# Colombian Tegu: Nails!



## Syd (Aug 5, 2013)

I've had my tegu for about 2 months, she's great- but I took her out to play yesterday, and I noticed her nails were getting really sharp! Should I trim them, and with what? I don't think she'd be too comfortable with that. She scratched my thigh just by casually crawling over it!​Advice?


----------



## kymzilla (Aug 5, 2013)

I try to trim both my guys every few weeks but they don't sit still, and even trimmed they're still brutal. I have about 20 scars from them already.


----------



## Tannaros (Aug 5, 2013)

I use Drylok in all of my tegu and monitor enclosures - they seem to have a fascination with trying to burrow through the bottom of their cages, so their nails stay pretty well filed.


----------



## chitodadon (Aug 5, 2013)

Dryloc keeps Godzilla nails filed

from Samsung Galaxy S3


----------



## Molly Janke (Aug 21, 2013)

I would love to do this. What is Drylok?


----------



## Tannaros (Aug 21, 2013)

Molly Janke said:


> I would love to do this. What is Drylok?
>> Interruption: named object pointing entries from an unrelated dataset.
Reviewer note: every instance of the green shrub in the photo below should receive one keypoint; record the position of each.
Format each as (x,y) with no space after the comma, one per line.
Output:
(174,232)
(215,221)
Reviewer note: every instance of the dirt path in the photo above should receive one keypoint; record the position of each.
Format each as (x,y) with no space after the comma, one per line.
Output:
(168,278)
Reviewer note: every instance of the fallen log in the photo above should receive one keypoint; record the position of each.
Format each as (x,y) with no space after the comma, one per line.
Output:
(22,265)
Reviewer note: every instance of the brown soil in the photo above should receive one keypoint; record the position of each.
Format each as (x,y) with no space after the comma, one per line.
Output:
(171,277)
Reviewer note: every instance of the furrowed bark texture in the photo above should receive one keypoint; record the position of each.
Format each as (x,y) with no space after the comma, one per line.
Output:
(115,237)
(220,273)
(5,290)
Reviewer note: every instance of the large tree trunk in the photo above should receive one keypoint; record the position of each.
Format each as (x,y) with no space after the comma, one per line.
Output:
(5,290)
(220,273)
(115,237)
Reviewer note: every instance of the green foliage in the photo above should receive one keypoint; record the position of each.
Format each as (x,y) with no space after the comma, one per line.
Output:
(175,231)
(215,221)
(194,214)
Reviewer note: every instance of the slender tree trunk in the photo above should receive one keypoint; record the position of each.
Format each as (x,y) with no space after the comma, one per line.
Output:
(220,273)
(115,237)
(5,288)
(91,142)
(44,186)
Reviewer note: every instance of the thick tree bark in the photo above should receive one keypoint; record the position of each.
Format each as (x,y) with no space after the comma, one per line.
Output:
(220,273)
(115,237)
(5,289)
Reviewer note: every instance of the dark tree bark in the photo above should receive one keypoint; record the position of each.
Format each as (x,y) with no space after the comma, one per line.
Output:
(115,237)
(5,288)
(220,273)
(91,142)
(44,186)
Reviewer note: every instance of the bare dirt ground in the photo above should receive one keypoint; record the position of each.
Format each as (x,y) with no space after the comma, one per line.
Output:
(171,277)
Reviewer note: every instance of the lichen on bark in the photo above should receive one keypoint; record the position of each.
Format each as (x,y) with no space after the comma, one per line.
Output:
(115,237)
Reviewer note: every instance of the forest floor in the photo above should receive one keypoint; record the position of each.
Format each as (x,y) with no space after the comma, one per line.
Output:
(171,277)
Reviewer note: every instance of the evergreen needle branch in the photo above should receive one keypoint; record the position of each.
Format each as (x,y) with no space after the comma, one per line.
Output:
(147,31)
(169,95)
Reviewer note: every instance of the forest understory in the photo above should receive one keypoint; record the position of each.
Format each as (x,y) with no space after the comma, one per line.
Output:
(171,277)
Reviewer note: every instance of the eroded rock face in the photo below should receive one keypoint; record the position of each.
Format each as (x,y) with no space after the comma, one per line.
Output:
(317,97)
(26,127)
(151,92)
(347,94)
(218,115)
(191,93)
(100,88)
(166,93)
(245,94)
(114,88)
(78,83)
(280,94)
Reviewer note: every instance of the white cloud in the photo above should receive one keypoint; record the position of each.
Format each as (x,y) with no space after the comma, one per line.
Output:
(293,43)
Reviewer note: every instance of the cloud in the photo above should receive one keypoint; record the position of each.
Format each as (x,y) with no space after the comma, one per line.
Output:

Drylok is a masonry sealant used primarily for concrete.

http://www.homedepot.com/p/DRYLOK-1-gal-White-Masonry-Waterproofer-27513/100118662#.UhVLI_nCaSo

http://www.amazon.com/Drylok-27512-...ie=UTF8&qid=1377127230&sr=8-1&keywords=drylok

etc.

It generally comes in Gray and White - though you can add pigment to it, it just takes twice as much or more than standard paint.


----------